Sun, Apr 03, 2005 - Page 10 News List

Oil prices surge past US$57 a barrel

NEW HIGH Light, sweet crude oil climbed nearly US$2 on Friday amid growing concern over supplies. Meanwhile airlines and fuel traders tried to lock in prices

AP , WASHINGTON

Oil prices rallied to a settlement high above US$57 a barrel on Friday, sparked by a surge in gasoline futures as worries about tight petroleum-product supplies continued to push the market higher.

Analysts said the nearly US$2-a-barrel run-up in oil prices suggested there is new money coming into the market from hedge funds and other speculators, as well as from commercial players, such as airlines and fuel distributors, that are trying to lock in prices now out of fear that the upward trend may continue.

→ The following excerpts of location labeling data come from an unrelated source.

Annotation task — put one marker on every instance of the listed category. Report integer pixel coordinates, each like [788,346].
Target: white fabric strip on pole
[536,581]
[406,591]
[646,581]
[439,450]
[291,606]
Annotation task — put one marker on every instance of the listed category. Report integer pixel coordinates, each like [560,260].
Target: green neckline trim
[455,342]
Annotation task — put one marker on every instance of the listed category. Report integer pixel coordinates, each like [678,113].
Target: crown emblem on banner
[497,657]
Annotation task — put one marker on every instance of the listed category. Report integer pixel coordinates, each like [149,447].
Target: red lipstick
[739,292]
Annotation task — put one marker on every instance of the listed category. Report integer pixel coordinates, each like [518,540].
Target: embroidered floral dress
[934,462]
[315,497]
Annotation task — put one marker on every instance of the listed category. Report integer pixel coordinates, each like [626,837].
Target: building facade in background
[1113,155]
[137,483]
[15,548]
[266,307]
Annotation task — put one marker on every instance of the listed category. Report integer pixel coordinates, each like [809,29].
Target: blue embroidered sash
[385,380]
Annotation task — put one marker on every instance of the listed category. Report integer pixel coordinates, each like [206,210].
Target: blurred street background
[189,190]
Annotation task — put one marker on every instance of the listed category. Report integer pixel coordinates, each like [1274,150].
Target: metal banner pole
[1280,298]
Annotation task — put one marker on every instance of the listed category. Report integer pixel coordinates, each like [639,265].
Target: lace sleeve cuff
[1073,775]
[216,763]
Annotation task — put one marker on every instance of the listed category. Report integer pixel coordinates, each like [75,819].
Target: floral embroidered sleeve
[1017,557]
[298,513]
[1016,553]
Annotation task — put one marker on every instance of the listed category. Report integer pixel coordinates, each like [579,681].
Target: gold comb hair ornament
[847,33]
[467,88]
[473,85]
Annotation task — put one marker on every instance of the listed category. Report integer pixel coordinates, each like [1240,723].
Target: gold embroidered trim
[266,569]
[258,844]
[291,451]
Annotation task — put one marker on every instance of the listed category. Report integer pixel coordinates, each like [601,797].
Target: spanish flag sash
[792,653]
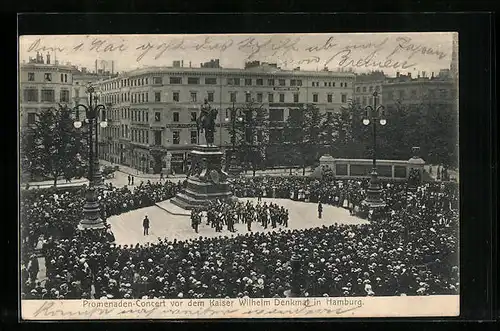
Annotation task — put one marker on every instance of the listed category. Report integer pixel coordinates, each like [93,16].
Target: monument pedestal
[206,182]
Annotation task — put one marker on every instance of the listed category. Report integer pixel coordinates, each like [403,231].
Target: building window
[64,96]
[193,80]
[157,138]
[276,115]
[31,95]
[176,137]
[194,137]
[233,81]
[175,80]
[48,96]
[210,81]
[31,118]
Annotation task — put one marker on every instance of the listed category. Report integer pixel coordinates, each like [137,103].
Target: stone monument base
[206,182]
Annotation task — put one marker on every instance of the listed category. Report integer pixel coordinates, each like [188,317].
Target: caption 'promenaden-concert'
[211,182]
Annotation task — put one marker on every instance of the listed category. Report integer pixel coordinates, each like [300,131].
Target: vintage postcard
[239,176]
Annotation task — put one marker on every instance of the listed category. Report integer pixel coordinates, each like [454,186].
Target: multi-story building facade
[152,111]
[438,91]
[365,85]
[81,78]
[43,85]
[406,90]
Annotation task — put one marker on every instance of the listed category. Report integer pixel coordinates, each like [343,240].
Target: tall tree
[52,146]
[304,131]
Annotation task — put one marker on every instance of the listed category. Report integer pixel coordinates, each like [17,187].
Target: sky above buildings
[389,52]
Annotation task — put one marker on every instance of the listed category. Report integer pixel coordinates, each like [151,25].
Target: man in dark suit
[145,225]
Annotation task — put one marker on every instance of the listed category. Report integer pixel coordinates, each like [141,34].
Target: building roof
[266,70]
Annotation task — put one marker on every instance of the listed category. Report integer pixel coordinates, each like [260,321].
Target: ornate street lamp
[374,115]
[91,213]
[296,264]
[236,117]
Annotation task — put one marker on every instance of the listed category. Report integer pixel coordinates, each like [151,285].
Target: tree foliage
[53,147]
[304,135]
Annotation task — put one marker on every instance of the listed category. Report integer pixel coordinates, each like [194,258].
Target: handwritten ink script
[188,309]
[394,52]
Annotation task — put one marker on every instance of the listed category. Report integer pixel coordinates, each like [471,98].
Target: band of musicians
[220,214]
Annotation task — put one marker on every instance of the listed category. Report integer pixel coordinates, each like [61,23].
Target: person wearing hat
[145,225]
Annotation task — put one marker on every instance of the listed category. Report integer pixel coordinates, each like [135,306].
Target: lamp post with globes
[91,213]
[236,117]
[374,115]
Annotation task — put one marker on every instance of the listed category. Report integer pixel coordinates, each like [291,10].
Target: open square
[127,227]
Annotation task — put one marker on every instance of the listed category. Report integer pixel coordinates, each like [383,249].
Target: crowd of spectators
[54,213]
[410,250]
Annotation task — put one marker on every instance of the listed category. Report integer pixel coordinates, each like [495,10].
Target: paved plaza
[128,230]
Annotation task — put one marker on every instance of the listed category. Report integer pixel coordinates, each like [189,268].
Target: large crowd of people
[54,213]
[410,250]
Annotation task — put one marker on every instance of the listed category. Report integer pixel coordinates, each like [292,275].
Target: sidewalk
[138,174]
[60,183]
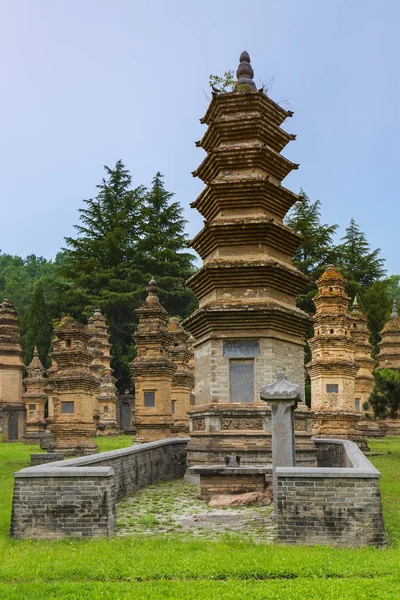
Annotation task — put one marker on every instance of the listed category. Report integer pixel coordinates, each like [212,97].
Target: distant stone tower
[35,400]
[183,380]
[247,326]
[106,418]
[333,368]
[153,371]
[364,382]
[389,346]
[73,388]
[389,358]
[12,408]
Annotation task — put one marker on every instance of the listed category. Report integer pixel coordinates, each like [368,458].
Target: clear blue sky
[86,82]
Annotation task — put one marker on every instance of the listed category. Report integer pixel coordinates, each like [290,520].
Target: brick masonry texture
[76,498]
[339,506]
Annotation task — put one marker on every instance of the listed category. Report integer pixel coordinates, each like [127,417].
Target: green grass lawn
[169,567]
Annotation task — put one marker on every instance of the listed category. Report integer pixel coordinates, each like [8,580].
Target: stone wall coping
[223,470]
[74,466]
[48,471]
[361,466]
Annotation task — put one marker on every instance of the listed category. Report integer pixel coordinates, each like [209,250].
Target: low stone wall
[77,497]
[337,503]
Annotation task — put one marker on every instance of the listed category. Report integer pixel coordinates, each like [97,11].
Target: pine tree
[162,249]
[36,328]
[358,263]
[126,236]
[316,249]
[376,305]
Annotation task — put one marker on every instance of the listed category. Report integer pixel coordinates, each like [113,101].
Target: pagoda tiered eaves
[245,102]
[237,127]
[255,231]
[244,157]
[253,192]
[266,316]
[252,275]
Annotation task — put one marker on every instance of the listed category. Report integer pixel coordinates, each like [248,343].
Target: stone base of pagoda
[244,430]
[369,427]
[109,427]
[339,425]
[73,439]
[151,431]
[390,426]
[180,428]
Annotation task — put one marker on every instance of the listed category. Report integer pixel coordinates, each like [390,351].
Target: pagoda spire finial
[245,73]
[152,291]
[395,313]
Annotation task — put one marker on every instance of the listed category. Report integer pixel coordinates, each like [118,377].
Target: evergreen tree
[385,398]
[36,328]
[162,249]
[358,263]
[126,236]
[376,305]
[316,249]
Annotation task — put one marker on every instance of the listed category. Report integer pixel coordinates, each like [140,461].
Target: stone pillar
[283,397]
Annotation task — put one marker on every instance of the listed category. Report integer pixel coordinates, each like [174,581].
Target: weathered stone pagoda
[333,368]
[364,381]
[35,400]
[73,388]
[153,370]
[389,346]
[247,326]
[106,415]
[389,358]
[12,407]
[181,354]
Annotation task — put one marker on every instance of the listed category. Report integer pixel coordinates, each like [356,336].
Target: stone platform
[218,430]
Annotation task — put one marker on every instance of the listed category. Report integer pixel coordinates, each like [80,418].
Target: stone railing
[337,503]
[77,497]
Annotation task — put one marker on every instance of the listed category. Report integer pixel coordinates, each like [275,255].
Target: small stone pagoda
[389,346]
[333,368]
[389,358]
[181,354]
[12,407]
[73,388]
[106,416]
[247,326]
[153,370]
[364,381]
[35,400]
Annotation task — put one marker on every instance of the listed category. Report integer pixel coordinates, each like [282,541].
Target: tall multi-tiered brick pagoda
[333,368]
[247,326]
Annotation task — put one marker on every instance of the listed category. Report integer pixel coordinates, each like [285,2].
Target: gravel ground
[173,507]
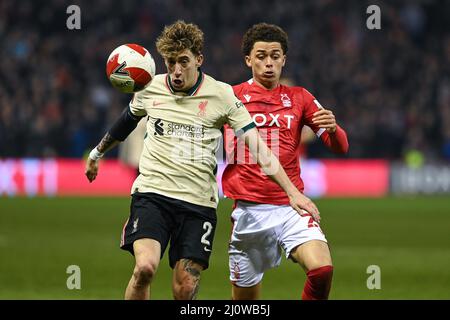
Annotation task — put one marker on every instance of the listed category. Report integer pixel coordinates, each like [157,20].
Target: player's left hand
[91,170]
[302,203]
[325,119]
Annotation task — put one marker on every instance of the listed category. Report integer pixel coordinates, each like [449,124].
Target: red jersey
[279,115]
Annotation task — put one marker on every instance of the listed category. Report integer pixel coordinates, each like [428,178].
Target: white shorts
[259,233]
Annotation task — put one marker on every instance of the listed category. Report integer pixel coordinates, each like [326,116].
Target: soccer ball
[130,68]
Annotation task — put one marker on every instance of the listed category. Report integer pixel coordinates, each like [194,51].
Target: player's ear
[199,60]
[248,61]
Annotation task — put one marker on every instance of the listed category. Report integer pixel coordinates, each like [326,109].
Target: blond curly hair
[178,37]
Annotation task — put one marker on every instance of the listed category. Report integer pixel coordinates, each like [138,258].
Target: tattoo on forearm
[195,273]
[106,143]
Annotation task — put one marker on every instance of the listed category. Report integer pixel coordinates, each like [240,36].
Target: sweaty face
[266,60]
[182,69]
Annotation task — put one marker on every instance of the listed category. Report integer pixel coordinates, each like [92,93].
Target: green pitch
[408,238]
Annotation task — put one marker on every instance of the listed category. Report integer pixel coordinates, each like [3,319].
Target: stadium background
[386,203]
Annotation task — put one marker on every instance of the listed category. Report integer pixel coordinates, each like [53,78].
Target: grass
[408,238]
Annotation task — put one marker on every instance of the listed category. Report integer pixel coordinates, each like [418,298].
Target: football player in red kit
[263,220]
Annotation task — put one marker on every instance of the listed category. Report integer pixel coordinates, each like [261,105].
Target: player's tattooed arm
[194,273]
[107,143]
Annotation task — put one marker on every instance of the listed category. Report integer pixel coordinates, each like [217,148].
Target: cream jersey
[183,133]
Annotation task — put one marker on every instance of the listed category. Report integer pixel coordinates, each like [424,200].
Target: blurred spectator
[390,88]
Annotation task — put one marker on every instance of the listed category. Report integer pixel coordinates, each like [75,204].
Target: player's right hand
[91,169]
[302,203]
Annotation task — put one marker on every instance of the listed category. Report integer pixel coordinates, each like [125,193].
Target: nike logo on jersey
[260,119]
[155,103]
[318,104]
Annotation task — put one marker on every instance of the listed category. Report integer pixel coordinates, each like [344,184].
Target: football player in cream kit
[174,199]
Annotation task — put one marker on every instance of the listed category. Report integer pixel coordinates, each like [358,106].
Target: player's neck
[266,85]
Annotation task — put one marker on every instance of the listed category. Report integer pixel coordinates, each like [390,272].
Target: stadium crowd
[389,88]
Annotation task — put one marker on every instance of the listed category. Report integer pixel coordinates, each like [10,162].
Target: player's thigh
[186,272]
[253,246]
[147,220]
[193,238]
[147,254]
[246,293]
[312,254]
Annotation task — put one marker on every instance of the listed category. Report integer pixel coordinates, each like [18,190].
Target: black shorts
[189,227]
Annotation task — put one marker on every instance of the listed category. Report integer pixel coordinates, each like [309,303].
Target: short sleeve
[310,106]
[237,115]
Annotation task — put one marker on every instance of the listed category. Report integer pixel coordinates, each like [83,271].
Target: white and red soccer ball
[130,68]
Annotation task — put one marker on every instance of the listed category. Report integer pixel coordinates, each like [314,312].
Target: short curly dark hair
[264,32]
[178,37]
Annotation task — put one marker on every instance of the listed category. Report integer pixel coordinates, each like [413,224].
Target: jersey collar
[192,91]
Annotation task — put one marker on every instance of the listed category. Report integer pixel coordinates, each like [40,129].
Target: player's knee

Another factor appeared to be an investment bank report that said strong demand and tight supplies could cause a "super spike" that will push oil prices above US$100 a barrel.

After climbing as high as US$57.49 a barrel, light, sweet crude for May delivery settled at US$57.27 a barrel on the New York Mercantile Exchange, an increase of US$1.87. The previous Nymex settlement high was US$56.72 a barrel, set on March 18. The exchange's intraday peak of US$57.60 was set on March 17.

In London, Brent crude futures rose US$2.22 to US$56.51 a barrel on the International Petroleum Exchange.

Oil prices are now 67 percent higher than a year ago, but still well below the inflation-adjusted high above US$90 a barrel set in 1980.

Oil analyst Marshall Steeves of Refco Group Inc in New York said the rally in fuel prices is "overdone."

"I don't think the sky's the limit," Steeves said. "At some point, there'll be some impact on demand. But where that price is, is hard to determine."

At the moment, gasoline demand is up about 2 percent from a year ago and the average retail price of unleaded gasoline is US$2.15 a gallon (3.8 liters) in the US, according to the US Energy Department.

On Friday, gasoline futures rose nearly US$0.07 to US$1.73 a gallon. Gasoline futures are up more than US$0.15, or 10 percent, over the past three days.

Tom Kloza, director of Oil Price Information Service, said the recent surge in gasoline futures means average US pump prices are likely to rise above US$2.25 a gallon within a few weeks.

However, Kloza added in an e-mail, "that's not to say that the market is acting in a justified, dignified, and appropriate manner. It hasn't been doing that for a while."

Several analysts have been critical of an extremely bullish report that Goldman Sachs distributed to the media on Thursday, saying it created unreasonable fear in the market. The report said that oil prices could go as high as US$105 a barrel -- the price Goldman Sachs said may be necessary to significantly curb energy consumption.

Goldman Sachs analyst Arjun Murti said factors contributing to the run-up in prices include geopolitical turmoil in oil-producing countries.

"Oil markets may have entered the early stages of what we have referred to as a 'super spike' period -- a multiyear trading band of oil prices high enough to meaningfully reduce energy consumption and recreate a spare capacity cushion only after which will lower energy prices return," the report said.

Other analysts said they would expect a slowdown in demand well before that point, and that oil producing nations already have plenty of economic incentive to add more supply to the market.

Oil analyst Victor Shum of Texas-based Purvin & Gertz in Singapore said the chances of crude oil reaching US$105 a barrel were slim.

"It will take a confluence of many events to happen," he said. "For example, if oil reserves in Saudi Arabia were significantly destroyed, then we could see a spike."